How to handle who pays on a first date. I hate when the check comes and it’s awkward. Am I expected to pay because I’m the guy? Does that depend on the girl? Is it who asked the other out? 50/50 because I support feminism? Should she pay? Is it based on who makes more? Not that that conversation always comes up but if one person is between jobs or something obvious? Fuck if I know. I seem to pick whatever answer is most likely to offend my date.
And who’s job is it to plan the first date? I feel like girls expect the guy to do it.
Well, since not every man is looking to date a woman and vice versa, we can’t really say ‘the man should pay’ or ‘the man should plan the date’ right? Plus, not everyone identifies as male or female.
Here’s the TL:DR: everyone should just assume they are paying their own way, and whomever does the asking should do the planning.
Who should pay?
When I was dating (I’m a woman; I’ve only dated men) I liked to pay for my share on a date in case the dude was a creeper and somehow thought him paying for my tacos and margarita meant something was owed him. That’s obviously bullshit any way you look at it, but still, I wanted to make it clear that we were still acquaintances just getting to know one another, same as if I was hanging out with a new friend for the first time. If a guy insisted on paying I’d usually let him; sometimes I insisted on paying. I certainly didn’t judge him negatively if he wanted to split the tab.

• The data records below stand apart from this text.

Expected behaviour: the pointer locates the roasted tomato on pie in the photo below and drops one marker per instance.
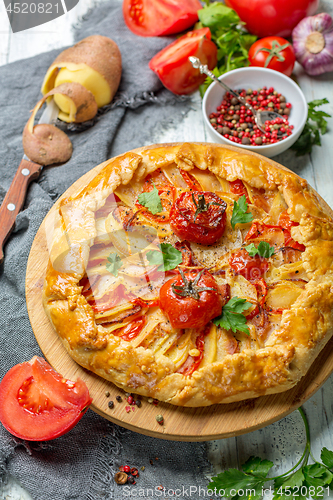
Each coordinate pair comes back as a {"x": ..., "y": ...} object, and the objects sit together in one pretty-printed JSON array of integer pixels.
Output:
[{"x": 192, "y": 273}]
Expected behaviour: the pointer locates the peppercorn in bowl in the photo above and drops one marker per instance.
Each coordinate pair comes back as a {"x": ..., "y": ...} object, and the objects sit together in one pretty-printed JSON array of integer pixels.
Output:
[{"x": 229, "y": 122}]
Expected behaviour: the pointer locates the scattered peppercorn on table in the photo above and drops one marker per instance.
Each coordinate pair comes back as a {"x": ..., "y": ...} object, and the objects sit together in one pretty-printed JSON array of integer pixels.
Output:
[{"x": 282, "y": 441}]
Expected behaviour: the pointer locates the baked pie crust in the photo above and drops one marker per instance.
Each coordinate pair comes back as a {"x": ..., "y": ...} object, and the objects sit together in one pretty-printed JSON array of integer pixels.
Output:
[{"x": 90, "y": 307}]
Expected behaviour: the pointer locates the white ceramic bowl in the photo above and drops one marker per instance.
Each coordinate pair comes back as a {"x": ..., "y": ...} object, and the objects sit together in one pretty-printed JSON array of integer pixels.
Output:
[{"x": 256, "y": 78}]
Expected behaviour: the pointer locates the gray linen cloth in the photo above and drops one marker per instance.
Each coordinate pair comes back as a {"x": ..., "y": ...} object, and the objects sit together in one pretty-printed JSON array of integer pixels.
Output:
[{"x": 81, "y": 464}]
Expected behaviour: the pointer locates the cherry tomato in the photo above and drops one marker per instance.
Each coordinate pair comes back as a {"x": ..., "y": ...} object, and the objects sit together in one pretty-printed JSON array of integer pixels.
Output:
[
  {"x": 252, "y": 268},
  {"x": 191, "y": 299},
  {"x": 160, "y": 17},
  {"x": 199, "y": 217},
  {"x": 273, "y": 52},
  {"x": 173, "y": 67},
  {"x": 38, "y": 404},
  {"x": 272, "y": 17}
]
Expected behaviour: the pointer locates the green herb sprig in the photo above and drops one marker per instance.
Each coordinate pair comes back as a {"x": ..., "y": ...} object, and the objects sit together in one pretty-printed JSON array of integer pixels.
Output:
[
  {"x": 232, "y": 40},
  {"x": 263, "y": 250},
  {"x": 315, "y": 126},
  {"x": 114, "y": 263},
  {"x": 239, "y": 215},
  {"x": 232, "y": 317},
  {"x": 303, "y": 481},
  {"x": 151, "y": 200},
  {"x": 169, "y": 257}
]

The main exception to this is if you want to go somewhere fancier than, say, your average restaurant that takes — but doesn’t require — a reservation. If the date is going to run them more than a typical night out with their friends, it’s a good idea to make them aware so they can decline if it’s too expensive. Same if you are offering to go somewhere like a sporting event* or Broadway show. Not everyone can drop $100 on date night, so if that’s what you really want to do, I suggest saying outright that you have two tickets and would like to take them. Then it’s understood that the evening is on you.
It’s possible you’ll run into someone who expects you to pay regardless. In the scenario you describe above, if you ask out a woman and she expects you to pay, it’s up to you to make of it what you want. She may go by the idea that the person who does the inviting does the paying. That’s not my style, but it’s not an entirely asshole move. At the same time, she may also be signaling that she’s more into ‘traditional’ gender roles. But who knows; it will probably take more than one date to suss that out.
One last thought on paying: If you literally cannot afford anything other than a couple of drinks, ask her to meet for coffee in the park or some other public spot. You can talk, get to know each other, and not be worried that come bill time you’ll have to overdraw your checking account.
Who makes the plans?
As far as setting up the date goes, default to whomever initiated the meet-up. If you asked someone out, you’re responsible for figuring out what you’ll be doing. The person you ask out should be up front if they have any deal breakers (a seafood place is a bad option for someone violently allergic to all shellfish), but beyond that, you want to hang out, you pick the place.
If the person you’re going to go on a date with invited you but insists on you setting it up, I don’t think that’s an asshole move either. It could mean they are just tired of coming up with the plans; it could also mean that they’re interested in learning what you like to do so want to give you the chance to set something up. Like many things in dating (and in life), it’s a bit of a crapshoot, so don’t read too much into it. Just pick a place and go.
*Ask me about my brutal first date to a pre-season NFL game. This was before texting, so to get advice from my sister I had to call her from a bathroom stall. Good times.